Arising from C. F. Nisa et al. Nature Communications (2019)

The degree to which behavioral interventions can promote widespread action on climate change is an important and urgent question. In their recent meta-analysis, Nisa et al.1 conclude that behavioral interventions have alarmingly small effects. Here we re-analyze the data and conclude that the meta-analytic effect reported by Nisa et al.1 is highly sensitive to the chosen estimator and, across a range of alternative estimators, we find that the average effect-size of behavioral interventions is at least twice as large as initially reported. These results are important not only because they impact estimates of the potential for population-level behavior change but also because they have implications for how behavioral researchers should conduct meta-analyses.

We applaud Nisa et al.1 for their important meta-analysis on randomized controlled trials, which evaluated behavioral interventions to promote household action on climate change. We agree with the authors that no clear consensus exists on the question of which behavioral interventions are most effective in promoting individual and collective action on climate change. Yet, we were surprised and concerned to learn that across the 83 interventions published between 1976 and 2017 that met the inclusion criteria—which jointly included over 3 million individuals—the average standardized effect size across all behavioral interventions was only d = −0.093 (95% CI; −0.16, −0.06). This effect size is small with one side of the confidence interval relatively close to zero. The authors translate this effect into a probability of benefit (i.e., probability that the intervention will promote climate change mitigation behaviors in the experimental vs. control group) of 6.6%. The authors conclude: “behavioral interventions have a very small positive effect” and “our work indicates alarmingly low levels of behavioral plasticity” (p.7). Because this is a strong conclusion with policy-implications, it is important that the data support this claim.

Here we make the straightforward point that unfortunately the data do not support the conclusions reported by Nisa et al.1. In fact, the reader might be interested to learn that the results of the meta-analysis are highly sensitive to the estimation method. For example, the level of heterogeneity in the reported meta-analysis is very high (as measured by the I2 statistic), up to 98% for some interventions (e.g., transportation) with an overall average of about 65%. Nisa et al.1 estimated a random-effects meta-analysis with the DerSimonian–Laird (DL) procedure, a common method for modeling between-study variance. However, when heterogeneity is moderate to high—as is the case in the current study—this estimator is biased and not recommended2. Although the DL method is relatively simple and popular, it can lead to severe underestimation of the variance when either the number of studies is limited or the heterogeneity is large3. Instead, Empirical Bayes or Restricted Maximum Likelihood is often recommended2, especially when heterogeneity is relatively high.
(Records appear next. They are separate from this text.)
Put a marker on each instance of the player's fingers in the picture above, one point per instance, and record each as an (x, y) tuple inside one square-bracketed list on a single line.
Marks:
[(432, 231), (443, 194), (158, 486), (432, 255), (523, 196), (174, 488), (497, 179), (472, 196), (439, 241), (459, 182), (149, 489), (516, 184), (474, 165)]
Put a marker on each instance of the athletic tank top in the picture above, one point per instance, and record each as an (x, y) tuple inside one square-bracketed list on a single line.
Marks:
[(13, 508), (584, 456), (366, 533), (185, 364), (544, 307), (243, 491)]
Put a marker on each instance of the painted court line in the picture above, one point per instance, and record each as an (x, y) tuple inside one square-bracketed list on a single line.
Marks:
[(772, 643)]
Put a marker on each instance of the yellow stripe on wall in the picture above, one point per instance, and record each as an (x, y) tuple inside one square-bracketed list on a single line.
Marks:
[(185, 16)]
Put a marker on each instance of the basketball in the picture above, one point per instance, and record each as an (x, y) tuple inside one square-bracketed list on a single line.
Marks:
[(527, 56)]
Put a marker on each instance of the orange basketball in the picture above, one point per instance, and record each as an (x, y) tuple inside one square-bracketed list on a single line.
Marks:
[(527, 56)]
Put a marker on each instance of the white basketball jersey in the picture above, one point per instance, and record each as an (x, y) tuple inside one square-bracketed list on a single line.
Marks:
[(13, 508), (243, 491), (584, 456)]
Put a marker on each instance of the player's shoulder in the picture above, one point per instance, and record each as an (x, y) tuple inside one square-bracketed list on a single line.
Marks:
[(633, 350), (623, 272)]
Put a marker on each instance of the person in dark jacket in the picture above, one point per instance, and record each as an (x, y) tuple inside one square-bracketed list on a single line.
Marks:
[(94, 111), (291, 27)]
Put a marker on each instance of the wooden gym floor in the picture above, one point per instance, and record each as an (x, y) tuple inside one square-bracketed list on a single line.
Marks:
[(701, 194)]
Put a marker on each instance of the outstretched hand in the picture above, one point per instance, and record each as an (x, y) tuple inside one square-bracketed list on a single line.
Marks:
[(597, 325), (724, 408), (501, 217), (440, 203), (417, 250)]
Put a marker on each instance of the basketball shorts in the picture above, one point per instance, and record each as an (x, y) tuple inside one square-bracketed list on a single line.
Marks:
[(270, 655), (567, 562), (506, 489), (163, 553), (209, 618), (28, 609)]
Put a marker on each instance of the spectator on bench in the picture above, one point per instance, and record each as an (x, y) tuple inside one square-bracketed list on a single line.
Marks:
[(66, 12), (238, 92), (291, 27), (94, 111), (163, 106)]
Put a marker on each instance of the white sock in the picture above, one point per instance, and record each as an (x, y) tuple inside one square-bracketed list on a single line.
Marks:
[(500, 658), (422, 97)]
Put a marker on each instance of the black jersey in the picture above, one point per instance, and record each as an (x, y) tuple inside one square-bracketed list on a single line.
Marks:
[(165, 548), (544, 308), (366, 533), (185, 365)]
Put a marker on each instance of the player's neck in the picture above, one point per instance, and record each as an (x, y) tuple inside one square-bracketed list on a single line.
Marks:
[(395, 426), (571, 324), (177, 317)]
When we re-estimate Nisa et al.'s1 meta-analysis using the data provided with Empirical Bayes we get a very different estimate for the average standardized effect size: d = −0.204 (95% CI; −0.250, −0.158). Importantly, the estimation method need not be limited to Empirical Bayes to make this point. For example, using other often recommended heterogeneity estimators4, such as restricted maximum likelihood (REML), we obtain a very similar estimate of d = −0.19 (95% CI; −0.24, −0.15). The Sidik–Jonkan procedure gives an estimate of d = −0.22 (95% CI; −0.27, −0.17) and Hedges yields a near-identical estimate of d = −0.21 (95% CI; −0.25, −0.16). Under the range of effect-sizes observed here, the probability of benefit (POB) more than doubles—from 6.6% to 14.4%.
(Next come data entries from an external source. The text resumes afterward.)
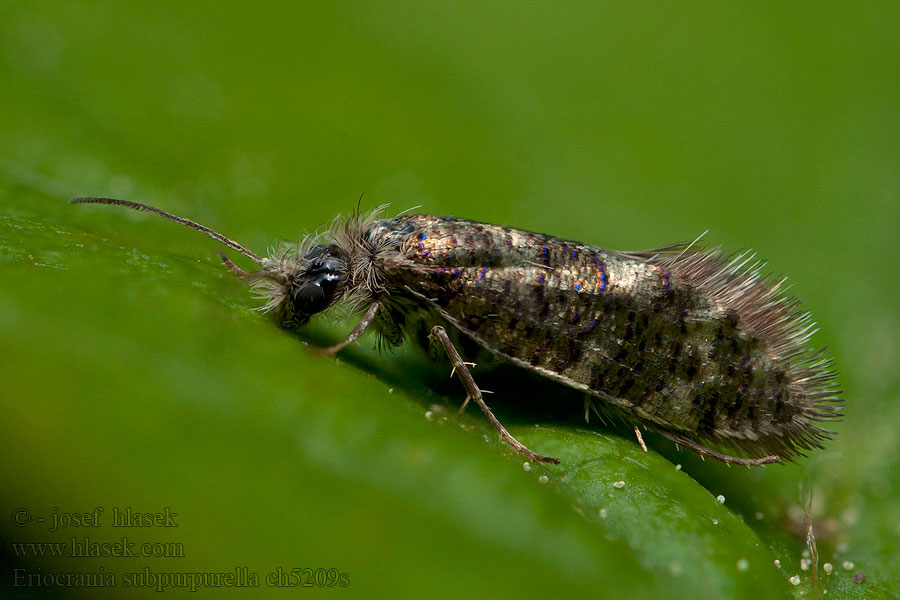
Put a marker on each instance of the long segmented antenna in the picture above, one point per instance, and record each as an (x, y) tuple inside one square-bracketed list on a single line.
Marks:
[(144, 207)]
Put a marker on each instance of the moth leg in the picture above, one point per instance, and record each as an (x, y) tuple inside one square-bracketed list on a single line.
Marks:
[(637, 432), (355, 333), (474, 393), (725, 458)]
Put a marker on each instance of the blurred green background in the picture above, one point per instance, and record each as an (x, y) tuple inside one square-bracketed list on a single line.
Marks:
[(134, 371)]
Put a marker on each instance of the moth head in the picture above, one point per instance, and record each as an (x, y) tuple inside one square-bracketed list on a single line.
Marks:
[(296, 285), (300, 286)]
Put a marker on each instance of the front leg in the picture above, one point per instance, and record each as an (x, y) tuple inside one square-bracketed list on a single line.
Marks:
[(355, 333), (474, 393)]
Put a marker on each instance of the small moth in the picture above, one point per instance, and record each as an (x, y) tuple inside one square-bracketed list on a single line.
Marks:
[(693, 343)]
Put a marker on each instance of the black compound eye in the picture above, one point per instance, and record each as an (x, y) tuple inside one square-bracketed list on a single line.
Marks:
[(310, 299)]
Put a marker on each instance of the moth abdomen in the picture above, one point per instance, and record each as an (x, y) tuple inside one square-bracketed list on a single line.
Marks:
[(695, 344)]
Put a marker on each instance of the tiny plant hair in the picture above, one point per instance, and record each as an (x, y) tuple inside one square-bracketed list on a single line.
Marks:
[(692, 342)]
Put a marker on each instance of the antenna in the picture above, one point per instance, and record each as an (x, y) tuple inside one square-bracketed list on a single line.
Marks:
[(146, 208)]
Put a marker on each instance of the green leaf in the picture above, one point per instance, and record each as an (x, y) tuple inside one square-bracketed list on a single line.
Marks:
[(135, 372)]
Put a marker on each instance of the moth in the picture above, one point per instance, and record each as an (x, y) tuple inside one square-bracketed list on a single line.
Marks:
[(693, 343)]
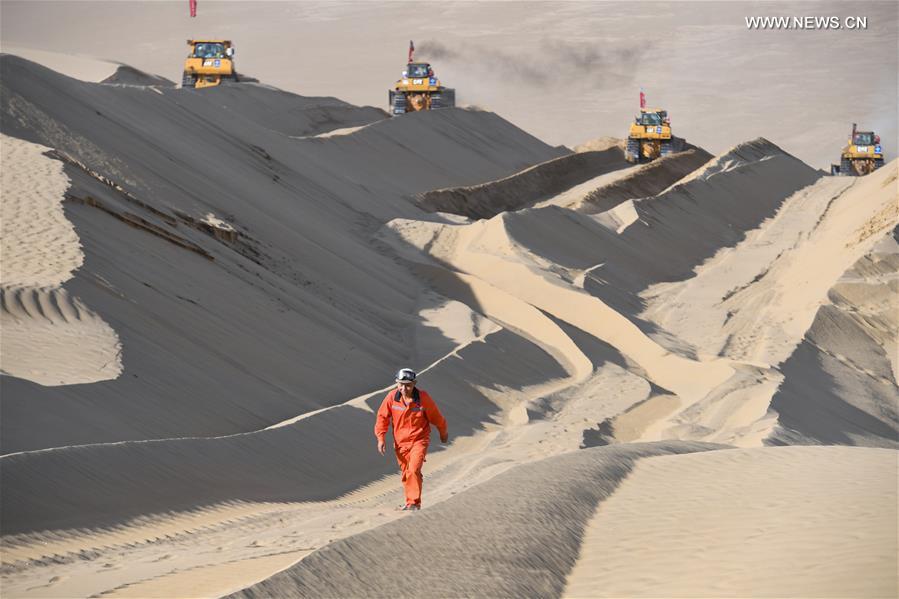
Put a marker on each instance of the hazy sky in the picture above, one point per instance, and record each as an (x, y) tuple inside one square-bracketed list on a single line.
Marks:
[(564, 71)]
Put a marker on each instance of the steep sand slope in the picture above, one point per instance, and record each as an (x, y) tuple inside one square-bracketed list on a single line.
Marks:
[(840, 384), (497, 541), (817, 521), (77, 66), (756, 303), (48, 336), (526, 188), (493, 540), (647, 180), (296, 292)]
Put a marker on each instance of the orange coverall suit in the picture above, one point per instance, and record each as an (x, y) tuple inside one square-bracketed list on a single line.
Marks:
[(411, 434)]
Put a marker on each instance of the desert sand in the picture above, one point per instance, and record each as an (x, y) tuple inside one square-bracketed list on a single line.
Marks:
[(669, 379)]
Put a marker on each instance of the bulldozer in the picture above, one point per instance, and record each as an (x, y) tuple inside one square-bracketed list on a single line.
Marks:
[(862, 155), (650, 135), (419, 89), (209, 63)]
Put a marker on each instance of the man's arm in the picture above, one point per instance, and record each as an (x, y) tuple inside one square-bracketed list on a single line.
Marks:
[(382, 425), (434, 416)]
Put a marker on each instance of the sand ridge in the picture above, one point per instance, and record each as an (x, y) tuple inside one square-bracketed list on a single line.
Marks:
[(48, 335), (239, 442)]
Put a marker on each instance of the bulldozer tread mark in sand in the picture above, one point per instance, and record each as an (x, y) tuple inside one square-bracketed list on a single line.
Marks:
[(419, 89), (861, 156), (210, 63)]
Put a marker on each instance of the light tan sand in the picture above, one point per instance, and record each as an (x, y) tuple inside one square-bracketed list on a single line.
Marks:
[(48, 336), (76, 66), (754, 302), (39, 245), (764, 522), (484, 251)]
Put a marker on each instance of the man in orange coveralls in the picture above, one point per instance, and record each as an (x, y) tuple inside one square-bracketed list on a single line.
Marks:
[(412, 412)]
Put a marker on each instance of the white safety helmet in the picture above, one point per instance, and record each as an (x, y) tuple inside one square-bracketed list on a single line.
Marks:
[(406, 375)]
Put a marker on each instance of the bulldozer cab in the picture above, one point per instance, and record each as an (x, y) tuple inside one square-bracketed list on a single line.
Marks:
[(649, 118), (207, 62), (209, 50), (418, 70), (863, 138)]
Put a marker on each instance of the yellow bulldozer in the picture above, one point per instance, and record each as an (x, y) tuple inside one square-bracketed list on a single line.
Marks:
[(419, 89), (862, 155), (650, 135), (209, 63)]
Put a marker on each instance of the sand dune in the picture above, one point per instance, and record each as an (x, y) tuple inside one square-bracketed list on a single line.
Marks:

This finding should therefore lead to different conclusions about the average efficacy of behavioral interventions. Indeed, based on these results, the conclusion of the paper should probably not be that behavioral interventions have very small effects or alarmingly low levels of behavioral plasticity. It is important to contextualize this difference, because effect sizes in psychology are known to be small5 and, as others have noted6, their effects can accumulate over time with repetition. Following Furukawa and Leucht7, we convert Cohen’s d into the number-needed-to-treat (NNT) using a default control group event rate of 20%. A d of 0.09 could be considered trivial and requires, on average, about 38 people to be exposed to the treatment to engender one extra unit of behavior change in the treatment group. Importantly, this number falls by more than 50% to only 16 when d = 0.20, which is generally considered a meaningful effect size in psychology5. In other words, we want to point out to the reader that the main results and overall conclusions of the paper are highly sensitive to the estimation method.

It would have been helpful if the authors had made a case for why their estimation method was appropriate in light of the significant degree of heterogeneity across interventions. Moreover, instead of relying on a single-estimator, the authors could have conducted robustness checks with multiple estimators to provide transparency for the reader around how the estimation method influences the results of the meta-analysis. Such sensitivity analyses are generally recommended as reliance on a single estimator in meta-analyses may lead to non-robust conclusions4. For example, as we show here, alternative estimators provide the reader with a more optimistic interpretation about the average efficacy and plasticity of behavioral interventions to promote household action on climate change. Although the average effects of behavioral interventions are still not particularly large in absolute terms (d = 0.20), they are not alarmingly small and could be consequential when scaled at population level5. At minimum, they are significantly larger than what was reported by Nisa et al.1.